How do you solve `\sqrt { 14x + 8} = x + 4`?

Answer 1

`x = 2" "` or `" "x = 4`

Explanation:

Given:

`sqrt(14x+8) = x+4`

Square both sides of the equation - noting that this may introduce extraneous solutions - to get:

`14x+8 = x^2+8x+16`

Subtract `14x+8` from both sides to get:

`0 = x^2-6x+8 = (x-2)(x-4)`

So:

`x = 2" "` or `" "x = 4`

These are both valid solutions of the original equation, since they both result in positive values of `x+4`, while extraneous solutions would be related to the negative square root of `14x+8`.

Want to be sure?

`sqrt(14(color(blue)(2))+8) = sqrt(28+8) = sqrt(36) = 6 = color(blue)(2)+4`

`sqrt(14(color(blue)(4))+8) = sqrt(56+8) = sqrt(64) = 8 = color(blue)(4)+4`

Footnote concerning extraneous solutions

If you are given an equation to solve, then you may attempt to simplify the problem by doing the same thing to both sides of the equation to give you a simpler equation.

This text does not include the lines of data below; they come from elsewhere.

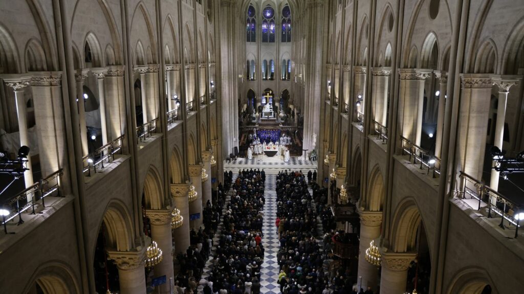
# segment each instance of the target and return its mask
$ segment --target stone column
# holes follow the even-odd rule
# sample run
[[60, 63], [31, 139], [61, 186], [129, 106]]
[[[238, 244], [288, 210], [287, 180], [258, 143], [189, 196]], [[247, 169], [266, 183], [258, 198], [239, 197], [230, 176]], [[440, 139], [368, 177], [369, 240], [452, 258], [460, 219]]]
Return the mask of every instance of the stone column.
[[60, 72], [35, 73], [31, 80], [42, 177], [63, 163], [65, 134]]
[[[504, 123], [506, 122], [506, 106], [508, 102], [508, 93], [511, 86], [517, 85], [518, 80], [494, 77], [493, 83], [498, 86], [498, 107], [497, 108], [497, 124], [495, 129], [494, 145], [502, 150], [504, 140]], [[495, 166], [494, 161], [492, 166]], [[498, 182], [500, 173], [492, 169], [491, 181], [489, 187], [495, 191], [498, 190]]]
[[487, 75], [461, 75], [457, 171], [482, 179], [493, 82]]
[[107, 251], [109, 258], [114, 261], [118, 269], [121, 294], [146, 292], [144, 273], [146, 248], [139, 246], [132, 251]]
[[156, 241], [158, 247], [162, 250], [163, 258], [155, 266], [155, 276], [166, 276], [168, 281], [160, 285], [160, 293], [169, 294], [169, 279], [174, 279], [173, 270], [173, 241], [171, 230], [171, 213], [173, 209], [168, 208], [159, 210], [146, 211], [151, 223], [151, 239]]
[[382, 253], [380, 292], [391, 293], [405, 292], [408, 281], [408, 268], [416, 256], [416, 253]]
[[[16, 103], [16, 116], [18, 120], [18, 132], [20, 134], [20, 146], [27, 146], [30, 148], [29, 144], [29, 133], [27, 127], [27, 109], [26, 99], [24, 97], [24, 88], [29, 85], [30, 76], [20, 76], [9, 78], [4, 78], [6, 85], [13, 88], [15, 92], [15, 100]], [[18, 154], [18, 150], [14, 151]], [[31, 166], [31, 153], [27, 155], [26, 167], [29, 169], [24, 172], [24, 179], [26, 187], [35, 184], [33, 182], [32, 169]], [[28, 196], [28, 200], [31, 200]]]
[[196, 200], [189, 202], [189, 214], [190, 215], [194, 213], [200, 213], [200, 218], [194, 221], [190, 221], [188, 219], [188, 222], [192, 222], [190, 224], [192, 228], [199, 228], [202, 224], [201, 165], [189, 166], [189, 178], [191, 180], [193, 186], [195, 187], [195, 190], [198, 195]]
[[182, 227], [173, 230], [175, 254], [183, 253], [189, 247], [189, 203], [188, 193], [189, 184], [171, 184], [171, 195], [174, 205], [183, 218]]
[[77, 70], [74, 77], [77, 81], [77, 103], [78, 104], [78, 118], [80, 121], [80, 137], [82, 140], [82, 155], [89, 153], [88, 148], [88, 129], [85, 126], [85, 103], [84, 101], [84, 80], [88, 77], [89, 70]]
[[375, 121], [386, 127], [388, 117], [388, 91], [391, 70], [389, 68], [375, 67], [372, 70], [371, 73], [374, 85], [372, 94], [372, 113], [375, 116]]
[[435, 156], [440, 158], [442, 150], [442, 132], [444, 130], [444, 115], [446, 108], [446, 91], [447, 89], [447, 72], [435, 72], [439, 80], [439, 110], [436, 118], [436, 134], [435, 138]]
[[429, 73], [413, 69], [399, 69], [399, 123], [402, 137], [420, 145], [424, 81]]
[[92, 69], [91, 72], [96, 77], [98, 82], [99, 102], [100, 103], [100, 123], [102, 128], [102, 143], [107, 143], [107, 127], [105, 112], [105, 91], [104, 87], [104, 77], [107, 73], [107, 69]]
[[[366, 261], [366, 250], [369, 247], [369, 243], [372, 241], [380, 236], [382, 212], [361, 211], [359, 213], [361, 219], [361, 234], [357, 281], [361, 283], [359, 286], [360, 288], [365, 289], [368, 287], [370, 287], [374, 291], [376, 291], [379, 268]], [[378, 245], [377, 244], [375, 245]]]
[[[365, 66], [353, 66], [353, 72], [355, 73], [355, 97], [353, 97], [352, 100], [353, 103], [356, 104], [358, 95], [362, 96], [360, 106], [356, 106], [355, 104], [355, 108], [357, 112], [363, 114], [364, 104], [366, 103], [366, 77], [367, 76], [367, 69]], [[355, 117], [356, 118], [356, 113], [355, 114]]]
[[202, 205], [205, 207], [208, 200], [211, 201], [211, 152], [202, 152], [202, 162], [208, 174], [208, 180], [202, 184]]
[[[108, 66], [105, 74], [104, 86], [106, 106], [109, 115], [109, 120], [106, 120], [109, 141], [113, 141], [125, 133], [126, 128], [128, 127], [126, 121], [124, 69], [123, 65]], [[133, 128], [134, 126], [128, 127]]]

If that simplification is reversible (such as adding the same expression to both sides or multiplying both sides by a non-zero constant) then any solution of the resulting equation is a solution of the original one (and vice versa).

If the simplification is not reversible (such as squaring both sides) then solutions of the resulting equation may or may not be solutions of the original equation.

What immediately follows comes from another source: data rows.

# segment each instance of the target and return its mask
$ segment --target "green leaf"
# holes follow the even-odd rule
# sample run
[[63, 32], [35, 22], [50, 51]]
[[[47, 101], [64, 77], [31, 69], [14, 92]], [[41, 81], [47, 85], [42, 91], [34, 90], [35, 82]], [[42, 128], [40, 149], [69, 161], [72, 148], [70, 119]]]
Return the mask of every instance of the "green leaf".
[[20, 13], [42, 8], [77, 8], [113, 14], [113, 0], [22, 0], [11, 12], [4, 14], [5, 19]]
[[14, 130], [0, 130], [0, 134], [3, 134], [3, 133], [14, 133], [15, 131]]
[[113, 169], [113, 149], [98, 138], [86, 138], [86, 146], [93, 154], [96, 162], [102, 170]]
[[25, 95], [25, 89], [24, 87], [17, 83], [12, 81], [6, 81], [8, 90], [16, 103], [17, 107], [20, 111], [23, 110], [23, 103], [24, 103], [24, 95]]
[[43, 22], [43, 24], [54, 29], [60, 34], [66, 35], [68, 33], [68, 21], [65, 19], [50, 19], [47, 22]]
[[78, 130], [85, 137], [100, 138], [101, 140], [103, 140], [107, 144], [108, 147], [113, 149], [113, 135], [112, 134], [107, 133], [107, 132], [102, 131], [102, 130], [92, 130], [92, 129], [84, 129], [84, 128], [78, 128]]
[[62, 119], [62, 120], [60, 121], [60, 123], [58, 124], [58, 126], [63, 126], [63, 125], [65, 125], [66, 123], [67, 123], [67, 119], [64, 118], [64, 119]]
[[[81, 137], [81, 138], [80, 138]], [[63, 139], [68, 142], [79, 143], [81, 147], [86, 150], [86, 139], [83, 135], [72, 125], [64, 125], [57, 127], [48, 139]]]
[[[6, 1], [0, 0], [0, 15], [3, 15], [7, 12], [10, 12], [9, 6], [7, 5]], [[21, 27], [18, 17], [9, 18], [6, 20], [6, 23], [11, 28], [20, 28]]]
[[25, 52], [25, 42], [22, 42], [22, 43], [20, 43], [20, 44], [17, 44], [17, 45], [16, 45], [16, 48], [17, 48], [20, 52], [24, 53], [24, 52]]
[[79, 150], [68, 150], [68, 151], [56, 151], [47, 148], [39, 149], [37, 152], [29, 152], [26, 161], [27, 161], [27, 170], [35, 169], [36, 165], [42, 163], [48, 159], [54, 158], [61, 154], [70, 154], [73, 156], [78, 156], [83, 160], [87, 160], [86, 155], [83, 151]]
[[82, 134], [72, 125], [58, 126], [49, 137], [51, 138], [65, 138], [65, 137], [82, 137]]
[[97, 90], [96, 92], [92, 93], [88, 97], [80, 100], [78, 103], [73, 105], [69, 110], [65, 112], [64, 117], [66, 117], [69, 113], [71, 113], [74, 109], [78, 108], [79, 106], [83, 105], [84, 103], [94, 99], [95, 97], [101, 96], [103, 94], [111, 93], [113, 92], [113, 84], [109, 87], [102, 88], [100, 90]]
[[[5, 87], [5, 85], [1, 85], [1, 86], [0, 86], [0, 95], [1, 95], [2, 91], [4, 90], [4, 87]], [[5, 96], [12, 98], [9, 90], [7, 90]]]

Solutions of the simplified equation that are not solutions of the original are commonly called extraneous solutions or extraneous roots.

To identify which roots are extraneous or not, you can try the solutions in the original equation, or you may find it helpful to identify the specific breakages that may occur. For example, if you have multiplied both sides of a rational equation by `(x-1)` to get a polynomial equation, then `x=1` would be an extraneous solution.

In our example above, an equation formed by squaring both sides of an equation could result in extraneous solutions if the signs of the left and right hand sides were opposite.